Well my husband wants to go visit them out of state. His dad just left 2 weeks ago! He wants me to demand time off at work. This despite I was recently notified they may not sign me to another contract. I told him that he could go with our son but that I have to leave time off for more interviews. He said well "that's taking time off so why can't you take time off to spend with my family". I said I'm trying to keep good on the table and you are more worried about seeing your emotionally abusive parents? I told him that providing for MY family is more important right now. He's mad. Am I crazy?

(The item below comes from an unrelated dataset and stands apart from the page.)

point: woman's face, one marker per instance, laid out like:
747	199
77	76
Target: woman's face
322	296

I can't believe that he's mad about this and equating a day off to interview for a new job as vacationing with his family who was JUST here.
_Posted via Mobile Device_


----------



## Married&Confused (Jan 19, 2011)

does your husband view his mother as "emotionally abusive"?

my family can be very sarcastic. always have been. my wife's family was never like that so when she visits with my family, she gets offended by the sarcasm directed towards her.

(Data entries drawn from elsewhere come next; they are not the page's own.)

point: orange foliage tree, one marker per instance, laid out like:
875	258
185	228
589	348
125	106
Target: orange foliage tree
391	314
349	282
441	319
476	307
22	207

is it intended to hurt her? no but that's how she perceives it. so take a step back and look at the situation. if your husband doesn't perceive this as "emotionally abusive", you can see why your not going creates a problem.

however, unless the visit is for something special (death in the family, etc...) taking time off at a sensitive time at your job isn't a smart thing to do and hubby should understand that, as long as you aren't using your job as an excuse.


----------



## needopinion (Sep 10, 2010)

Well yes. My husband fully acknowledges that she is down right cruel. But it's really 2 separate issues. I said I can't go because of this work issue. It's the honest truth. I was prepared to go last month but his dad chose to come see us instead. But he said that I shouldn't care about my employment issue when it comes to vacation. He said you took last Friday off! I said it was for a JOB interview. He said well don't say you can't take time off then....





Married&Confused said:


> does your husband view his mother as "emotionally abusive"?
> 
> my family can be very sarcastic. always have been. my wife's family was never like that so when she visits with my family, she gets offended by the sarcasm directed towards her.
> 
> ...


_Posted via Mobile Device_


----------



## SunnyT (Jun 22, 2011)

Your h is being a jerk. Your job matters. Your wishes matter. You are not preventing him from going. Don't feel bad about it....and try not to leave it on bad terms. His mom is his mom..... even when she's a *****.


----------